Sen. Stabenow (D-MI), the ranking member of the Senate Committee on Agriculture, recently introduced the Urban Agriculture Act of 2016, which contains ideas and provisions she hopes will be incorporated into the next farm bill. While her proposal is presented as a solo bill, she said, “This is a bill to start the conversation and create the broad support [that] I think we will have in including urban farming as part of the next farm bill.”

Benefits of Urban Farming

While cities aren’t generally thought of for their food production, urban agriculture is a growing movement in many areas. Growing food in urban areas can provide health and environmental benefits, as well as community enrichment. Rebecca Salminen Witt, President of The Greening of Detroit, an urban ag group, said the program, “…provides a broad menu of training and employment opportunities for Detroit residents interested in planting trees, growing food, and transforming the vacant land in our city. Every summer we employ more than 180 Detroit Public School students. They water trees, plant and harvest crops, clean up neighborhoods and parks, and learn about careers in agriculture, forestry, and environmental science.”

There is a strong push for urban agriculture in cities like Detroit, in Stabenow’s home state of Michigan. Cities that have vacant lots can convert this available land into a productive use. This can help alleviate food deserts, which are common in many urban areas. “Food desert” describes an area where residents have little or no access to fresh, healthy foods—in many urban areas, residents may have only convenience stores nearby, which sell much more processed food than fresh, whole foods.

“As we rethink how we provide food in an environmentally sustainable way for an increasingly urban population, urban agriculture is an important component,” said Malik Yakini, Executive Director of the Detroit Black Community Food Security Network. “Growing food closer to centers of population-density not only provides people with fresher, more nutrient-rich foods but also reduces the carbon released into the atmosphere by transporting food long distances. Finally, urban agriculture, and the associated businesses needed to support it, helps local economies to thrive.”

Goals of the Urban Agriculture Act

Stabenow’s act would provide more federal resources for urban agriculture. Proposals include creating a U.S. Department of Agriculture (USDA) office dedicated to urban farming, providing USDA loans to urban farmers, and risk management and insurance that is unique to the needs of urban areas. The bill also would increase research funding for urban ag and allow for urban-based farm cooperatives.

Healthy foods and environment are another focus. The bill promotes community gardens that provide fresh produce to local residents, as well as incentivizing urban farmers to grow and provide healthy food in a sustainable way. It also includes money for soil remediation, as the soil in some urban areas is contaminated and unfit for growing food.

While some argue that USDA funding is already stretched too thin, Stabenow argues that excluding urban farmers is not the way to relieve funding concerns.

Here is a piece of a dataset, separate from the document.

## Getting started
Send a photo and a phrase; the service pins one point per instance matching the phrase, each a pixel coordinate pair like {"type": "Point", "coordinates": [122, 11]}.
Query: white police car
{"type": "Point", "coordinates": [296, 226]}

Stabenow said, “If we are stretched on loans… we need to look at that in total and be making sure that enough resources are there in total.”

The proposed legislation has received support from national farming groups, as well as many groups based in Detroit. The National Farmers Union (NFU) and the American Farm Bureau Federation (AFBF) are two major national groups that have voiced support. AFBF President Zippy Duvall said his organization, “believes this legislation will build a stronger bond among all farmers—rural, suburban, and urban.”